Complexes are described using the square brackets. A complex consisting of a single monomer uses only one pair of square brackets. For example,

[scaffold _ _ _]
screen shot 2016-07-27 at 11 39 17 am

indicates a single scaffold monomer where sites A, B, and C are all unconnected, indicated by the _ symbol. The sites are specified in order, and the values specified are called the bindings. Alternatively, one could refer to the sites by name like so.

[scaffold A._ B._ C._]

or

[scaffold B._ C._ A._]

etc.

Here, the unconnected binding _ appears after the dot following the name of the site. If a binding is not provided for a bond site, it is assumed by default to be unconnected, so the forms above could be written in abbreviated form as: [scaffold] Objects like those described above are instantiated inside little b as instances of CLOS (Common Lisp Object System) classes. This type of object is a complex-species-type. Connecting sites using bond labels Bonds connect sites to each other, and are specified with numbers. Bonds are specified when two sites share the same binding and the binding is a positive number. Here is a scaffold in which an intramolecular bond connects sites B and C:

[scaffold _ 1 1]

These numbers (always positive integers) are called bond labels. They can appear in any order, need not start at 1, but must be positive integers. This means that the following forms are all equivalent:

[scaffold _ 1 1] == [scaffold _ 2 2] == [scaffold _ 999 999]
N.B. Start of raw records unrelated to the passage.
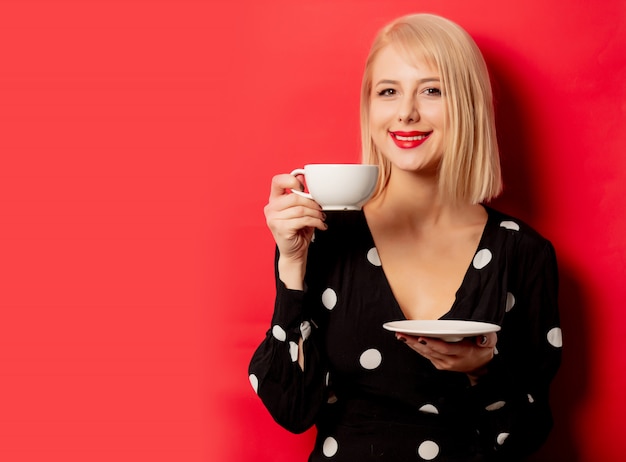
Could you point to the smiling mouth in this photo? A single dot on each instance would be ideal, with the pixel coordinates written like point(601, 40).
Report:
point(410, 138)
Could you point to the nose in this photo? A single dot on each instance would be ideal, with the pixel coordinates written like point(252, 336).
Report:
point(408, 112)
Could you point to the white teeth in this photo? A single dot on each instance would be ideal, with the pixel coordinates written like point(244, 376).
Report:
point(410, 138)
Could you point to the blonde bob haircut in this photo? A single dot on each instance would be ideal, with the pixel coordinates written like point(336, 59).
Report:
point(470, 167)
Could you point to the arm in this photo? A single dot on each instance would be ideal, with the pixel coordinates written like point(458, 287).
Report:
point(511, 401)
point(287, 371)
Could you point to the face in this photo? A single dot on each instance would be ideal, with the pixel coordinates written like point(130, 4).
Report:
point(407, 112)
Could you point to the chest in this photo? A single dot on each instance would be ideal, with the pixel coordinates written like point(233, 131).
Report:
point(424, 273)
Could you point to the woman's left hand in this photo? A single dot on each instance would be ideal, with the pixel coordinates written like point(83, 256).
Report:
point(469, 356)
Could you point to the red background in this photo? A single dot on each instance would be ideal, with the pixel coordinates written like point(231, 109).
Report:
point(137, 142)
Note, we also could have specified this bond by referring explicitly to site names, like so:

[scaffold C.1 B.1]

or so:

[scaffold B.1 C.1 A._]
screen shot 2016-07-27 at 11 41 32 am

Not a formal specification, but hopefully you get the picture. Specifying state Like bonds, states are specified by supplying a value at the position or after the name of a site. For example, to specify the phosphorylated form of one of the kinases, we’d write:

[mapk _ :p] 
screen shot 2016-07-27 at 11 41 54 am

or alternatively,

[mapk psite.p] ; (the S site unbound by default)
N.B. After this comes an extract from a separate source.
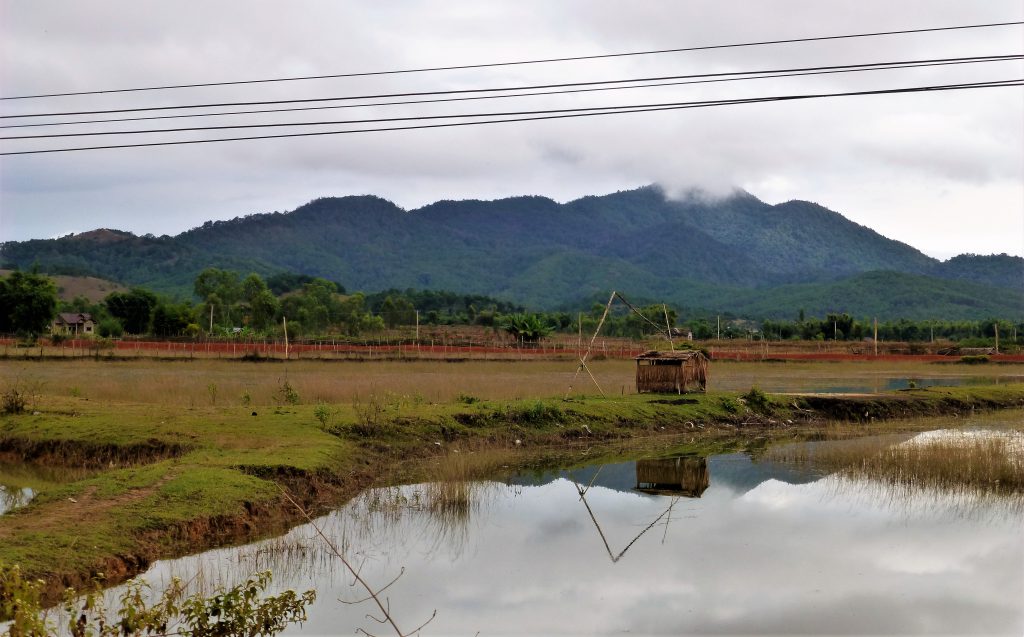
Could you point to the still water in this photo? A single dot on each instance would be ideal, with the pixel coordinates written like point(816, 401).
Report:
point(728, 544)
The default value of a state site is either specified explicitly. For example, (defmonomer mapk s (psite :states (member :u :p) :default :u)) If a default is not explicitly specified and the type is a member type specifier (a list beginning with member), then the first list element following member is used (in this case, :u).
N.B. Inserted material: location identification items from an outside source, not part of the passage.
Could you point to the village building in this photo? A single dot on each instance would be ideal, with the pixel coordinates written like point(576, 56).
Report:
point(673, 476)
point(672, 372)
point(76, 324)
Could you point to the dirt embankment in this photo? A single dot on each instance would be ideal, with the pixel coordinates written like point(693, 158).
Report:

Specifying complexes composed of multiple monomers Ok, now that we’ve seen the basic components of the syntax, let’s connect two monomers together. All that’s required is an outer set of square brackets. A bond label bound to sites in different monomers indicates an intermolecular bond. Here, the scaffold A site is connected to the mapk S site, and the mapk monomer is unphosphorylated (Psite state= :U):

[[scaffold 1 _ _][mapk 1 :u]]
screen shot 2016-07-27 at 11 42 49 am

alternatively:

[[scaffold 1][mapk 1]]
[[scaffold A.1][mapk S.1 Psite.u]]

etc. Complexes containing multiple monomers are no different (except for the outer set of brackets) than ones containing a single monomer. Shared bond labels specify connections between bond sites. Single-bracket expressions describing complexes of one monomer and double bracket expressions in which several monomers are involved both create instances of complex-species-type.

Patterns

Pattern matching is specified by means of the asterisk. It is used in place of a bond label (or the unconnected label, _) for a bond site and in place of the state for a state site.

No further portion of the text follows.